You are so right about being your own advocate. I fight so hard to get Doctors to listen to me. I fought for 2 years to get someone to believe me about my neck pain and finally a spinal surgeon took me serious and fused me because my Cervical discs from C5-C7 had degenerated to the point I would have been paralyzed in a year due to spinal cord compression.
I feel like a ping pong ball in this medical system. A lot of Doctore just want to close the door in your face because they do not want to take responsibility for you. I have waited 2 years to get into a pain clinic here and got a call yesterday from my GP telling me it will be another 24 months of waiting. Everyone thinks Canada has such a wonderful medical system but we really don’t.
I will never stop fighting for myself but it really eats away at your soul when you are treated just like a number.

I think most would find 4 years to be an inordinate amount of time to wait when you have pressing medical concerns. Two years is already ample time for the system to address your situation. Have you considered taking your story to the media?
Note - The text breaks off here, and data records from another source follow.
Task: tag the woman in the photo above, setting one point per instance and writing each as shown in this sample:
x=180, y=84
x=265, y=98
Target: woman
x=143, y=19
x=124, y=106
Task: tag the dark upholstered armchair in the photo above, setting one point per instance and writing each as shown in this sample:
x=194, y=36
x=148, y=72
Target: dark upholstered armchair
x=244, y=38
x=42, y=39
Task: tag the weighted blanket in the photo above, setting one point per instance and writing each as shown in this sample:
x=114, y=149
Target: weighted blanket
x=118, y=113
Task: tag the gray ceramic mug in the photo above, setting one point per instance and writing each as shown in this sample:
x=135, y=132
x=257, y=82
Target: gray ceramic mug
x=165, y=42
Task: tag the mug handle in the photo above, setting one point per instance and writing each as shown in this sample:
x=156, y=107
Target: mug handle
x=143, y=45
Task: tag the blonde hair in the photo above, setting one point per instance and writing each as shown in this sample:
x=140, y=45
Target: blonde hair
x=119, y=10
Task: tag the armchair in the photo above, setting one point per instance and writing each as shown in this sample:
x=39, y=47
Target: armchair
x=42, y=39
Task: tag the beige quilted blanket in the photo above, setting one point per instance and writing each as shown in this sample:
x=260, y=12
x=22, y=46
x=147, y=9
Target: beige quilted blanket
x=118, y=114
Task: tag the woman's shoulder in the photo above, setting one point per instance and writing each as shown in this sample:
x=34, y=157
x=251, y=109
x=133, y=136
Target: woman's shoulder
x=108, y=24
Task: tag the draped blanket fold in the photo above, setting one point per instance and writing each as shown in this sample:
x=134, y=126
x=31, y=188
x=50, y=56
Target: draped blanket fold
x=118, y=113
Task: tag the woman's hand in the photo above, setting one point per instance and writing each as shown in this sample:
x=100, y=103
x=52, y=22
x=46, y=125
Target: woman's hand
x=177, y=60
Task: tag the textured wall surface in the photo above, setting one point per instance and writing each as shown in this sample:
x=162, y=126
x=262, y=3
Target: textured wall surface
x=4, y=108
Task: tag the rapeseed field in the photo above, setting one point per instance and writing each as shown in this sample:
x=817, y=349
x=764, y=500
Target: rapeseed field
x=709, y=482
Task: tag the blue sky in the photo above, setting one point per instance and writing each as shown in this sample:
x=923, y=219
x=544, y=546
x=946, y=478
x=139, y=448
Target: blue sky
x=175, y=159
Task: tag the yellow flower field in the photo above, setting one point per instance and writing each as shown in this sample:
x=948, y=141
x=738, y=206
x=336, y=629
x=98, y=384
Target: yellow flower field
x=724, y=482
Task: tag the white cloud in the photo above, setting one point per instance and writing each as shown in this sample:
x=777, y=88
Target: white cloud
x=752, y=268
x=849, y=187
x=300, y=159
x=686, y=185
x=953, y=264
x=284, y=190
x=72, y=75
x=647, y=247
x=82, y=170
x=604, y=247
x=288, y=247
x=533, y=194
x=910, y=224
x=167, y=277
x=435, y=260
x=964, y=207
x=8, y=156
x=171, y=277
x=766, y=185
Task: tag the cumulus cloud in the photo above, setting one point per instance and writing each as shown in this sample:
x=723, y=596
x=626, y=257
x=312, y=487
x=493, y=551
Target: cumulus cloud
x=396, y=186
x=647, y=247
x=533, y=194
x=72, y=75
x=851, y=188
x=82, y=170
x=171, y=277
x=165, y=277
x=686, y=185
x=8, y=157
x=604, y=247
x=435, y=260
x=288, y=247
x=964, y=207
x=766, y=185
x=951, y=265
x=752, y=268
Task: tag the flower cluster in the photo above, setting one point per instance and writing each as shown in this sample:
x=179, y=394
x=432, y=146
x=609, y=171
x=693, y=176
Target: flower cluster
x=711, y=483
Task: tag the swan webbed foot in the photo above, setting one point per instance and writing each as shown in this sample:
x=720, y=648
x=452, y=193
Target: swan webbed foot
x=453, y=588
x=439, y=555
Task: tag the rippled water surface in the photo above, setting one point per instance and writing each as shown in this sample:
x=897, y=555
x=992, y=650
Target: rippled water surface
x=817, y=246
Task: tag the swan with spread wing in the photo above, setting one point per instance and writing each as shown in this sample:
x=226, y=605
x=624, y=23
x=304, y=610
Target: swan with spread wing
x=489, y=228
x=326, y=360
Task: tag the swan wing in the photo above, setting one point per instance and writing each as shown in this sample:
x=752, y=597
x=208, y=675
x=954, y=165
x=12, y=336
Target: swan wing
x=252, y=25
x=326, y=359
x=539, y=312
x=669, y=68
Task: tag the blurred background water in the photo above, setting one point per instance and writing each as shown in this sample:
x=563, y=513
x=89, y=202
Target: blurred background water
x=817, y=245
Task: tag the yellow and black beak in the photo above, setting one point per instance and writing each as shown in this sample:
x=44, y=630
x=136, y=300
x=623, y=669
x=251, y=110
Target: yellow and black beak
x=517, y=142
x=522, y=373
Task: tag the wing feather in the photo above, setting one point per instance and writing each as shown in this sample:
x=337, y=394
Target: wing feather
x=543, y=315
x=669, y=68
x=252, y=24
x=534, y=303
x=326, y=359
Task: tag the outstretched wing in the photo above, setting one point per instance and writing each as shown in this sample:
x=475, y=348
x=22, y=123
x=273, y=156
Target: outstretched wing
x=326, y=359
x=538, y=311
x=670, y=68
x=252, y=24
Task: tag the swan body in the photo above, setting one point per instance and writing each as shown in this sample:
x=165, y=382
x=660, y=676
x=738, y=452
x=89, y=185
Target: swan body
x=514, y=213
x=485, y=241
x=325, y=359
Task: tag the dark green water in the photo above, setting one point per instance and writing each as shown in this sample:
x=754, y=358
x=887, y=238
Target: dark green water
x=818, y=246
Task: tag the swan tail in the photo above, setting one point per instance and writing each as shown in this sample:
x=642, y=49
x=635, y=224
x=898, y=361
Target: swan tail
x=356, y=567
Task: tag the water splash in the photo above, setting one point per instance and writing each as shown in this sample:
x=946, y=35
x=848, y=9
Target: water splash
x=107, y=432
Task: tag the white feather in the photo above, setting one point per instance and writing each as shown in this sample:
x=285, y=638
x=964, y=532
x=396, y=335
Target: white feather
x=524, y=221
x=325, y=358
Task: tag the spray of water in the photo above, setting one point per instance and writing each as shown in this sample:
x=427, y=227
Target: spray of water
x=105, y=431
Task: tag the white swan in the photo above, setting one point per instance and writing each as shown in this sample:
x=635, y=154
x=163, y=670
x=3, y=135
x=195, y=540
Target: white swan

You know, pitched as something like “medical nightmare is evidence Canada’s health care system can’t handle rare diseases” type stuff? No one likes bad publicity, especially politicians. Public shaming can be an effective tool to get large bureaucratic institutions to act on your behalf. Once the story is in the public domain, they’ll want to make it go away. If your situation is common in Canada, with people having to wait years for help while in excruciating pain, even that is newsworthy. That’s a story that needs to be heard. Make yourself too big for the system to ignore.